Parliamentarians voiced their displeasure with certain Woredas on May 3, 2023, claiming that in some cases, they were utilizing the collected premium to pay the salaries of public servants.

“Premiums collected from citizens are supposed to be used to pay health expenses incurred by policyholders, but we have received reports that they are being used to pay salaries,” said Nebyat Tilahun, member of the parliament’s standing committee on Health, Social Development, Culture, and Sport Affairs.

Another legislator shares her concern.

“This must end because it is unlawful,” said Werksemu Mamo, head of Health, Social Development, Culture, and Sport Affairs.

Currently, 56 million Ethiopians are covered by the government-run health insurance system. It is a community-based insurance system in which policyholders who buy insurance from Woredas receive a health treatment for free, with the government having to reimburse the balance depending on an agreement struck with the health service provider.

Citizens from both rural and urban areas are eligible for the service. Currently, 80 percent of policyholders live in rural locations, with the remainder living in urban areas. While the Agency is in charge of equipping lower authorities in order to increase their collection capacity, the pool that is currently being collected is disorganized and not centralized.

“Almost every woreda has its own account for health insurance, but this has decentralized the pool and made management difficult,” said Gudeta Abebe, the Agency’s director in charge of mobilization and budget oversight.

There are currently 980 woredas collecting health insurance premiums.

“Only a few regions organized the Woredas and took steps to consolidate the premium collected by various entities into a single account, thereby centralizing the resource collection system. This reduces the possibility of resource diversion,” Gudeta explained.

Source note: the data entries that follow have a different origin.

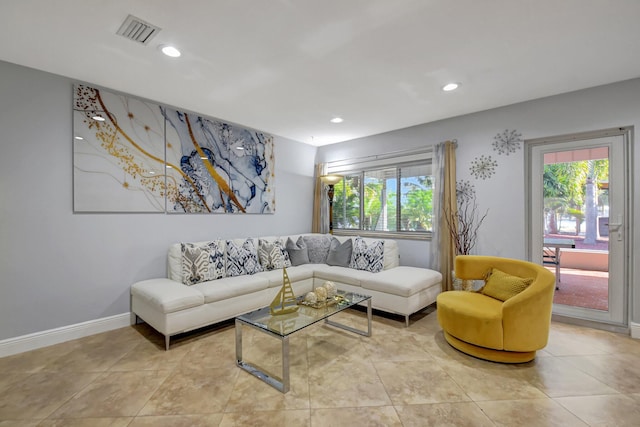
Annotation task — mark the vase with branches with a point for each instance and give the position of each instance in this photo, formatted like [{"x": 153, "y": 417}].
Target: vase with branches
[{"x": 464, "y": 221}]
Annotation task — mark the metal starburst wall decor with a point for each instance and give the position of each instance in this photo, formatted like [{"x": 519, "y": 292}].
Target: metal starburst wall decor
[
  {"x": 483, "y": 167},
  {"x": 465, "y": 191},
  {"x": 507, "y": 142}
]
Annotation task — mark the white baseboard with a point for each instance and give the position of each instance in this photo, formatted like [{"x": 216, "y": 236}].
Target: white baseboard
[
  {"x": 635, "y": 330},
  {"x": 37, "y": 340}
]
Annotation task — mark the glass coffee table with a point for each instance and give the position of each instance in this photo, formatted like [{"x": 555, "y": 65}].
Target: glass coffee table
[{"x": 283, "y": 326}]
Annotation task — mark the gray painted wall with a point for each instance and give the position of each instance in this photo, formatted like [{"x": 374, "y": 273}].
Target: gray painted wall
[
  {"x": 58, "y": 268},
  {"x": 503, "y": 233}
]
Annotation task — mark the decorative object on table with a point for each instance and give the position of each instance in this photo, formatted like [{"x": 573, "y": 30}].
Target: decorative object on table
[
  {"x": 330, "y": 181},
  {"x": 464, "y": 222},
  {"x": 331, "y": 288},
  {"x": 507, "y": 142},
  {"x": 483, "y": 167},
  {"x": 285, "y": 301},
  {"x": 310, "y": 298},
  {"x": 321, "y": 293}
]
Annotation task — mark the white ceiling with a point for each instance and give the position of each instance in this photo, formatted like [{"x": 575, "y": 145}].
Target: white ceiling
[{"x": 288, "y": 66}]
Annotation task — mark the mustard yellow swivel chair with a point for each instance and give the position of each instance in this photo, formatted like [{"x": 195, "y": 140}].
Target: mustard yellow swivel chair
[{"x": 509, "y": 331}]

There are already woredas being investigated for budget diversion. This follows the Parliament’s concern over the use of the premium collected from citizens.

“We sent a team to investigate if the Woreda used the money to pay salaries,” Gudeta added.

Recently, woredas, primarily in the South Nation Nationalities People and Amhara regions, have been in hot water after experiencing a serious budgetary crisis, even to the point of being unable to pay employees for more than two months.